Ich würd das gerne mal machen. Ich stell mir das ganz lustig vor – die Leute schön im Quadrat rumschicken, beim Einwurf in den Kasten böse angucken oder beim Lesen des Namens einfach mal laut loslachen. Das würde die doch immer sehr ernste und angespannte Atmosphäre im Wahllokal vielleicht auflockern.

Oder ich würde nebenher bissle auflegen – das wär doch mal was. NuRave-Bratze zur Stimmabgabe, da verrutscht doch bestimmt so mancher Oma das Kreuz in die richtige Spalte.

Aber zurück zum Thema. Im Wahllokal hab ich dann noch den Zettel für die Europawahl bekommen, und da standen mehr Parteien drauf als ich in meinem ganzen Leben gehört habe. Da ich mich für keine der Rentner-Parteien entscheiden konnte (Rentner-Partei, Partei der Rentner, Die Grauen), man muss ja schließlich an die Zukunft denken, hab ich kurz in Richtung „Die Violetten“ („Für eine spirituelle Politik“) tendiert, mich dann aber doch für die gleiche Partei wie bei der Kommunalwahl entschieden.
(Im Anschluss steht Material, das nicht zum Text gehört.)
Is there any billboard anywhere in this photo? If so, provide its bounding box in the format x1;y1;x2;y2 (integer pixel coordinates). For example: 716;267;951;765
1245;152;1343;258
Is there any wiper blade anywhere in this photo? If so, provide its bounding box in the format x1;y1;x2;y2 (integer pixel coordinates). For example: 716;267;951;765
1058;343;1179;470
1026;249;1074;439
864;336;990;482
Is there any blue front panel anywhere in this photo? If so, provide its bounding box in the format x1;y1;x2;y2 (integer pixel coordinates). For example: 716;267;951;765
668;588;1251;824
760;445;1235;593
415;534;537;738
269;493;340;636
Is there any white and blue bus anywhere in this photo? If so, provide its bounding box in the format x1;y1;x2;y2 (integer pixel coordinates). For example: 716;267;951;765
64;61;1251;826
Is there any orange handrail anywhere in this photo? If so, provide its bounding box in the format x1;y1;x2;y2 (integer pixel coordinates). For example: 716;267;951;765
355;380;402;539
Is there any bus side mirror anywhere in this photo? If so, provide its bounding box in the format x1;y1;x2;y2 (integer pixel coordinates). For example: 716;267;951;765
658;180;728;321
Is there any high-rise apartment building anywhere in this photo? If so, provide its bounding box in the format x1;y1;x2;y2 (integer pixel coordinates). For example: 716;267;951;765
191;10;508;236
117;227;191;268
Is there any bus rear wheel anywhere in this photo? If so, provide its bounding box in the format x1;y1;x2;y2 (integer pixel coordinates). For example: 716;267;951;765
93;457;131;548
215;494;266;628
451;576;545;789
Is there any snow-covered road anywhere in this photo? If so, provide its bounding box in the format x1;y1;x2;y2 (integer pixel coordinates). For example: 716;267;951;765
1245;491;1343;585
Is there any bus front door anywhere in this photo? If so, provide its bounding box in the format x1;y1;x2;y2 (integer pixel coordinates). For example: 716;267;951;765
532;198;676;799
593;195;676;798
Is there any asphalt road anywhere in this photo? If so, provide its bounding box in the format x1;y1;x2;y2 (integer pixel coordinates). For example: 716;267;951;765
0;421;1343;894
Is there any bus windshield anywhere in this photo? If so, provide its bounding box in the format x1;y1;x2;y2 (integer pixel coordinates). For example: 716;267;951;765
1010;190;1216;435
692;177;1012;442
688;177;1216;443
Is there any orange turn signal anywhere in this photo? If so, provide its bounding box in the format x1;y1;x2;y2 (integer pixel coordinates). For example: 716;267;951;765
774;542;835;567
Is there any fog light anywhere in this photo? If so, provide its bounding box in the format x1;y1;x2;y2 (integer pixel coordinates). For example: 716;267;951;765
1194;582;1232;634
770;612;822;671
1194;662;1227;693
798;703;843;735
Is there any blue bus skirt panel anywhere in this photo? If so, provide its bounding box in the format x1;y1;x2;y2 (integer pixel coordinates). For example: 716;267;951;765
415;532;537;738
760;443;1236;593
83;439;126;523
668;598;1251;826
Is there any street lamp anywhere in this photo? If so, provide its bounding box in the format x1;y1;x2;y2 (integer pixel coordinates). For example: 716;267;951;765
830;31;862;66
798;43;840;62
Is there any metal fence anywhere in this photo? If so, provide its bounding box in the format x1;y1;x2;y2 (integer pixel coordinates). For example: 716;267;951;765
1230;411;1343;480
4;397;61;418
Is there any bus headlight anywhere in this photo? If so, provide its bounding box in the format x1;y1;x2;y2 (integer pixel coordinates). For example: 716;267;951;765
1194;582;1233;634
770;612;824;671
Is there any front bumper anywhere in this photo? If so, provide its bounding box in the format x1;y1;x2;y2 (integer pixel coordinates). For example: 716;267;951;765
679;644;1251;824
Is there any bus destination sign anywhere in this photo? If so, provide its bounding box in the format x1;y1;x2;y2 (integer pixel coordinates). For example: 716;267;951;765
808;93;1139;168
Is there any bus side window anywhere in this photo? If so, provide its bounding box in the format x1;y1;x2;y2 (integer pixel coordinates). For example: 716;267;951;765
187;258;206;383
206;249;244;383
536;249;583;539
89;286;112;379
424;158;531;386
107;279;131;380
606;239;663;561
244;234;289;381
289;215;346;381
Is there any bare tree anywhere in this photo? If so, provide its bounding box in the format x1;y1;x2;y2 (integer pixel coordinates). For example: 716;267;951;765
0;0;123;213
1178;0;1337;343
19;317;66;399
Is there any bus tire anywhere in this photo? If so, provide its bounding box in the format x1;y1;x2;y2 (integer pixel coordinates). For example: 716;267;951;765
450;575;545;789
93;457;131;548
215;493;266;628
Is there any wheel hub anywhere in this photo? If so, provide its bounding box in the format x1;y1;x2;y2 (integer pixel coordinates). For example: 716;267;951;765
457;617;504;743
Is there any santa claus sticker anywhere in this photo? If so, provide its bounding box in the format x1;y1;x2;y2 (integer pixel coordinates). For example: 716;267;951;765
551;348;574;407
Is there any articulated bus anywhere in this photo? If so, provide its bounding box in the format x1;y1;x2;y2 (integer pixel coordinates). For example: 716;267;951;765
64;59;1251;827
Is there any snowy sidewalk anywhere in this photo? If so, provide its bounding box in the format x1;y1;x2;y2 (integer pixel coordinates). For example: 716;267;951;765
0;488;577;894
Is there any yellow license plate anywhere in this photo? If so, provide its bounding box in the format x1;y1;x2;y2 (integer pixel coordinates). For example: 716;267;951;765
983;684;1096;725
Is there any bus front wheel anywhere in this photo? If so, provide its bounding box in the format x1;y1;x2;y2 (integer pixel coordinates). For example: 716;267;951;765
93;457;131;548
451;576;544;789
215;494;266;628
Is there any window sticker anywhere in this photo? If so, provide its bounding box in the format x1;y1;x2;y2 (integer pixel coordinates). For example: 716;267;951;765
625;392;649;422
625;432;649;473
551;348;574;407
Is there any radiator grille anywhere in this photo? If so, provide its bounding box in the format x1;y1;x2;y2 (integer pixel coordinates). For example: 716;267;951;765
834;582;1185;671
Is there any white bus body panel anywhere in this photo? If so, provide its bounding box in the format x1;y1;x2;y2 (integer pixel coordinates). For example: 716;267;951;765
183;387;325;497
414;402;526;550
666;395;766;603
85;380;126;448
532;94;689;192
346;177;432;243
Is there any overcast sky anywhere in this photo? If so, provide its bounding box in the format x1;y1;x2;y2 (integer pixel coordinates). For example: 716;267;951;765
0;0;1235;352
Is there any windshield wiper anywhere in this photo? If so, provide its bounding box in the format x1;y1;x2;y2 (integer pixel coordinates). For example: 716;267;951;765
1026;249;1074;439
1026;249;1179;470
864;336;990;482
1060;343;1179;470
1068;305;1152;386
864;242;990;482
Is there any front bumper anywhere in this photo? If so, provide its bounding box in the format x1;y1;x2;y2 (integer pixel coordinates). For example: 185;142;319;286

Ich bin da straight.

Für den Rest des Tages hab ich das Thema dann vergessen, die Pflicht war ja erfüllt, bis ich abends auf die Idee gekommen bin, mal im Teletext nach den Ergebnissen zu schauen – und siehe da, ein kleines Sensatiönle, es sieht so aus als ob die Grünen in Stuttgart die Mehrheit im Gemeinderat haben. Hallo? Die Grünen! In Stuttgart! Das ist ein wenig so als ob im Vatikan eine Abtreibungsklinik eröffnet würde oder München einen SPD-Oberbürgermeister bekäme.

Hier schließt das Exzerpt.